Blippy and the Perils of Oversharing

Snapshot 2010-05-12 17-27-16

Credit.com Chairman and Co-Founder, Adam Levin, was astonished when he learned of Blippy.com, the social networking Web site that allows people to share every purchase they make in real time.

Privacy experts saw the site as yet another disaster in the making in an age of too-much-information. But early adopters embraced it, praising it as a way to share great deals, new products and open up the floor for discussions on spending habits. After all, only users purchase items, price and merchant name would be shared, not sensitive financial data, like credit card numbers.
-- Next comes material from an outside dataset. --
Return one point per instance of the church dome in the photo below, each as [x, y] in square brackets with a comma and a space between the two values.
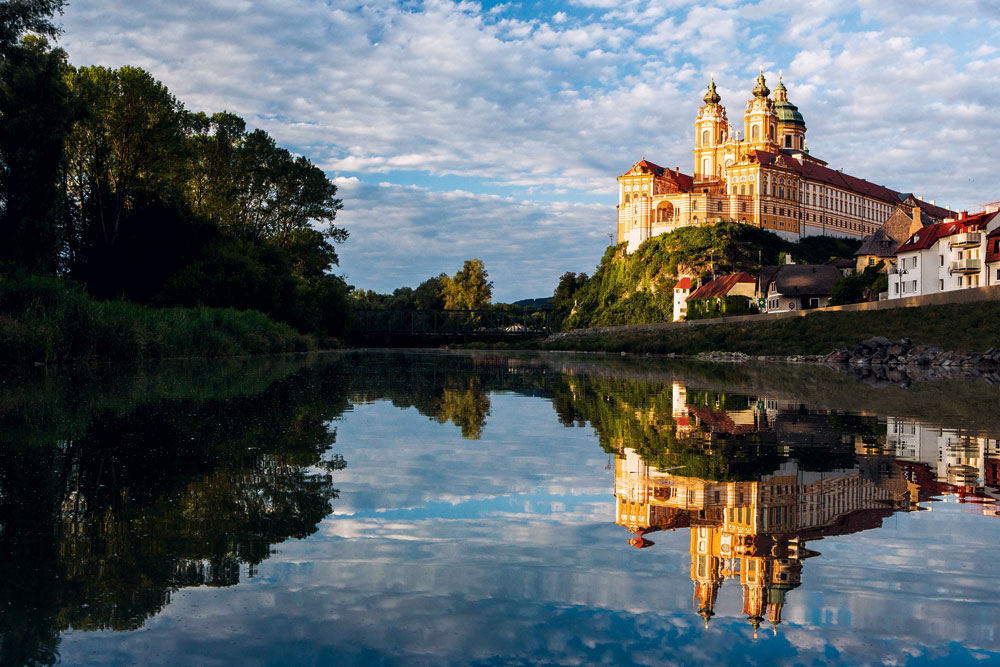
[789, 114]
[786, 112]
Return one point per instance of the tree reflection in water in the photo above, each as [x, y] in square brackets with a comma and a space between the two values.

Then last month, Blippy announced that a technical glitch had exposed "raw data" (which included credit card numbers and purchase details), and Google indexed it, making users' sensitive information available through a search.

This event didn't surprise Levin, who is also the Chairman and Co-Founder of Identity Theft 911, an identity theft resolution and management company. This week, he discusses with Credit.com the perils of oversharing and why the Internet isn't the safe haven that many users mistake it for.

In related news, Identity Theft 911 recently conducted a poll that found that social network users of all ages posted information that can leave them vulnerable to identity theft: 59.6% posted their date of birth; 21% posted their address; 18% posted their travel time; 10.9% posted their mother's maiden name.